Question

In: Accounting

Assume that two rival coffee chains when entering Turkish market followed different entry modes. Company CWC...

Assume that two rival coffee chains when entering Turkish market followed different entry modes. Company CWC followed a greenfield approach and Company GLJ followed franchising. What can be the problems associated with each entry mode. (Hint: Base your evaluation on control over foreign activities and the amount of resource committed to the foreign market)

Solutions

Expert Solution

GREENFIELD APPROACH :- When a parent company creates a subsidiary in a different country, building its operations from the ground up this type of foreign direct investment is known as greenfield.These investment projects include the construction of new production facilities,the building of offices,distribution hubs,services etc.Here the parent company creates a new operation in a foreign country from the ground up.Also the company has great control over the branches.     FRANCHISING :- It is a kind of arrangement as well as agreement between two parties where the franchiser grants the franchisee the permission and the right to use the business ,products and the market of goods and services to use its own tag and trademark.A certain fee as well as a percentage of sale ,from the franchisee is asked by the franchiser .It provides the franchisee a good access to the talent,minimum growth risk,easy expansion capital etc.Here the franchisee has also the certain level of independene where he can earn easily and thus the franchiser is also benefitted.
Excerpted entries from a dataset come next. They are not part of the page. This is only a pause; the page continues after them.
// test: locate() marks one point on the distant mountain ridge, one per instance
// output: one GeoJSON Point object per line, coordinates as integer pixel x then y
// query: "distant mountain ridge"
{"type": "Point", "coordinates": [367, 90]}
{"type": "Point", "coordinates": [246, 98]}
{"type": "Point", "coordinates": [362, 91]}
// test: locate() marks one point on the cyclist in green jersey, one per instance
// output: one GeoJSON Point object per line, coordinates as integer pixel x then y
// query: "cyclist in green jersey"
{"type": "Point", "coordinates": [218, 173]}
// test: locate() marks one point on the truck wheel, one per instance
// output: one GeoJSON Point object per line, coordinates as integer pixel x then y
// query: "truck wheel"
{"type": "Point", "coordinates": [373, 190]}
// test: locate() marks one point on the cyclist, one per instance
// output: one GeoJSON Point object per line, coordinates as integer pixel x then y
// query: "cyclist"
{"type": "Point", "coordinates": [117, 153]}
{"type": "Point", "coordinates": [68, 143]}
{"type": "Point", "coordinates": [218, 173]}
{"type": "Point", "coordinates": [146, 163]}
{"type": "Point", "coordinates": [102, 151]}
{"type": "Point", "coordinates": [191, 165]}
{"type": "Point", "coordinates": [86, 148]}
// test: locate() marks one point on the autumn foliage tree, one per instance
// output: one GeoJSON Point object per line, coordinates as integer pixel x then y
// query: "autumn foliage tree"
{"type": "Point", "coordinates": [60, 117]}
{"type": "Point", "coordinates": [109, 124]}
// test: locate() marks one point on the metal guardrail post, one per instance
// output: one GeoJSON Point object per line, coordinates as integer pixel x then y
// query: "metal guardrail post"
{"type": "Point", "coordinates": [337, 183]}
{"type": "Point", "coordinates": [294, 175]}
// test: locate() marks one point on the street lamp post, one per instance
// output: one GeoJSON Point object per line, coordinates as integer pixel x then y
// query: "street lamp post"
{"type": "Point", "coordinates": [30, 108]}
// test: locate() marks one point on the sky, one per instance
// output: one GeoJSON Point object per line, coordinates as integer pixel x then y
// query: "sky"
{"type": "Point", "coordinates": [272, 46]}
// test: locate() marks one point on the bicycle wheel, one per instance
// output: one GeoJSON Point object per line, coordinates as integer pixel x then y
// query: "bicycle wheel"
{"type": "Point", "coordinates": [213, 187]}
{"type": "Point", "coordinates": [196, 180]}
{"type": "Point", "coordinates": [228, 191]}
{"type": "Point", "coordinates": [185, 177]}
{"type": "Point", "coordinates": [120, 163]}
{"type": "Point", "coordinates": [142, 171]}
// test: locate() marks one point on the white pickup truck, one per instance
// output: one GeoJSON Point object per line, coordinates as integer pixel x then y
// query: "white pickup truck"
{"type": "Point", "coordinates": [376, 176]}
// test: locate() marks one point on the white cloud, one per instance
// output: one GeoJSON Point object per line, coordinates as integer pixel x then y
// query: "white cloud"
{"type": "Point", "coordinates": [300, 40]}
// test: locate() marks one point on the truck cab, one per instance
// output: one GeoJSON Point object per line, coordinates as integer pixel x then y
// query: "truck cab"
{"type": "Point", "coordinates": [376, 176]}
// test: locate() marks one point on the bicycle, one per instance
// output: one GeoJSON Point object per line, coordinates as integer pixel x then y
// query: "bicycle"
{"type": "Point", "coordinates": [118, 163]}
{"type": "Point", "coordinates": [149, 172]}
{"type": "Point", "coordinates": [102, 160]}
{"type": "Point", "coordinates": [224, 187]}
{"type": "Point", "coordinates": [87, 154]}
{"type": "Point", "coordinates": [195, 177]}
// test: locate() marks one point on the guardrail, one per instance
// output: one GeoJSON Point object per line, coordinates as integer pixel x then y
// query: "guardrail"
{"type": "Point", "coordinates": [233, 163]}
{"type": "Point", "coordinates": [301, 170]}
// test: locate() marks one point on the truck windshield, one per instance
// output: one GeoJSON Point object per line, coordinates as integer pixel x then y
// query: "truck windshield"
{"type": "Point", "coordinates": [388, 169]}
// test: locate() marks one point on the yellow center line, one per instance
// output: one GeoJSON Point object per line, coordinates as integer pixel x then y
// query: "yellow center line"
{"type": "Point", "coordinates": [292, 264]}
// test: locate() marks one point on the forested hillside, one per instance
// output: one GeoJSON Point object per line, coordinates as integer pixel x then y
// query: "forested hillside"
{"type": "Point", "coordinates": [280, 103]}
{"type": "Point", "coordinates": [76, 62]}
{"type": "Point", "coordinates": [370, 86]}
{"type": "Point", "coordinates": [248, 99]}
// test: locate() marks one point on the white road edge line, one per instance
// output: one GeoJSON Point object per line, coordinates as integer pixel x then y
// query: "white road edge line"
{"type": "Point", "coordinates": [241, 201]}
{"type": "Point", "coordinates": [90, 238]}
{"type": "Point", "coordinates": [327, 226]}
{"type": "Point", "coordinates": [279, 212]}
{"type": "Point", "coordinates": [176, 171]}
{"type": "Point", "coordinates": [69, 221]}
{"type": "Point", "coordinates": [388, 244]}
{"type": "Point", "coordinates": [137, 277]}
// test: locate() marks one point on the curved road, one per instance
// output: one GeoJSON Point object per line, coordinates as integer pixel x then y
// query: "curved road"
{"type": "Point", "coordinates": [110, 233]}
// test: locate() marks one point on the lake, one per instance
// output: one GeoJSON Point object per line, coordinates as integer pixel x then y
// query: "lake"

In the case of these above two coffee rivals who are established in Turkeywe see the problems associated with their entry and can look at them in the following manner :- **Greenfield:- *it is considered as the riskiest form of FDI,as it has high risk factors of investment (as mentioned above)     *greenfield entry is expensive in one go(barriers to entry). *it compulsorily needs local workforce. *it is easily affected by government regulations. **Franchising :- *they also possess high start up costs (but definitely different than greenfield) *they have some sort of independence but are limited. *profits are not fully guaranteed.        *franchise can be removed easily so it is a risk factor too . Here in the case of above two rivals and their entry modes the franchising mode is more favourable than the greenfield mode except some extraordinary circumstances where the franchisor may remove the franchisee's rights.Also the foreign factors exists and they are effective too.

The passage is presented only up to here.